Cameron Set to Face Six Rivals in UK Election’s Major TV Debate

cameron-campaign
Reuters/Leon Neal

(Reuters) – Prime Minister David Cameron will face off against six political rivals on Thursday in the first and only full TV debate of Britain’s election campaign, hoping the format will allow him to cast himself as a statesman against squabbling pretenders.

The contest comes before an unusually close national election on May 7 in which neither Cameron’s Conservatives nor Ed Miliband’s Labour Party have a clear lead, leaving the stewardship of Britain’s $2.8 trillion (2 trillion pounds) economy in the balance.

The debate, to be held in a former pie factory near the northern city of Manchester, puts leaders of traditionally fringe parties like the anti-EU UK Independence Party (UKIP) and the left-wing Green Party on an equal footing with the Conservatives and Labour, who have dominated British politics for decades.

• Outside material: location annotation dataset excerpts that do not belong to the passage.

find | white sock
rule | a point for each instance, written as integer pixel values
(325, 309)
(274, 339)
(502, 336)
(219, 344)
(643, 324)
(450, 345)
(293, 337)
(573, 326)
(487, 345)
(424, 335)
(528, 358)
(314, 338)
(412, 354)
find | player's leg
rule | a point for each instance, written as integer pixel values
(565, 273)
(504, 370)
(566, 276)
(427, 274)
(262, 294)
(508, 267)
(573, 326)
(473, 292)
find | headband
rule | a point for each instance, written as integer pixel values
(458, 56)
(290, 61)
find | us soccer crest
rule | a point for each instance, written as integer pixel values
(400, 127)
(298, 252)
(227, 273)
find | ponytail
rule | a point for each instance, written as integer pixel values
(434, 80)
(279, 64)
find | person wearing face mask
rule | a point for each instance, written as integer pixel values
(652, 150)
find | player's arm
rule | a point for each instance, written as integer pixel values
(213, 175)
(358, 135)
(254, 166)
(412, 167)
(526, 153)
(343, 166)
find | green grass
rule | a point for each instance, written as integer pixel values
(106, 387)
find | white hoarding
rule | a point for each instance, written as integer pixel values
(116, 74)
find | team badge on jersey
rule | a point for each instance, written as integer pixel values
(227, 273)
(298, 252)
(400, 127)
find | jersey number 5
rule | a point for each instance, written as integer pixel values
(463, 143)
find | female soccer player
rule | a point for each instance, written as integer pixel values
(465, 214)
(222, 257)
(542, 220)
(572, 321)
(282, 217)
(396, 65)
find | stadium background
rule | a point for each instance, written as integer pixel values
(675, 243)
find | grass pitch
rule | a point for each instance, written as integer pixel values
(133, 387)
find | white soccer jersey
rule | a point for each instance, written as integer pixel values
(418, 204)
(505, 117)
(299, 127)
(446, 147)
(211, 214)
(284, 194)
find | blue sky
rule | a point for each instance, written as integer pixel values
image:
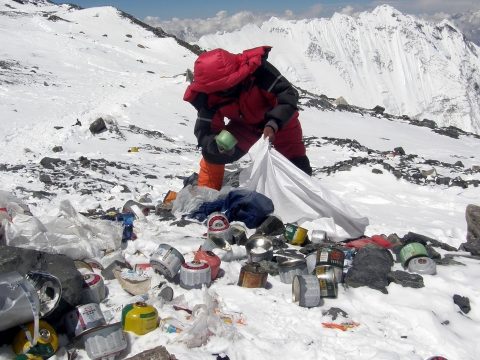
(167, 9)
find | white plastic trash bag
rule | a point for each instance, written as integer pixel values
(296, 196)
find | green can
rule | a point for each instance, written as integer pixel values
(410, 251)
(295, 235)
(225, 141)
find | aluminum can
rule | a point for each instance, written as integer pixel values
(291, 267)
(306, 291)
(105, 342)
(327, 281)
(139, 318)
(211, 259)
(327, 256)
(195, 274)
(82, 319)
(167, 260)
(47, 343)
(295, 235)
(93, 289)
(252, 275)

Leaders of nationalist parties from Scotland and Wales and Nick Clegg, the leader of the Liberal Democrats, the junior party in the country’s coalition, complete the lineup for the event, which starts at 8:00 p.m.

Cameron, whose personal ratings are higher than those of his rivals, carries bitter memories of the first televised election debates in 2010. Over the course of three such debates, strong performances by Clegg helped deprive the Conservatives of an outright victory.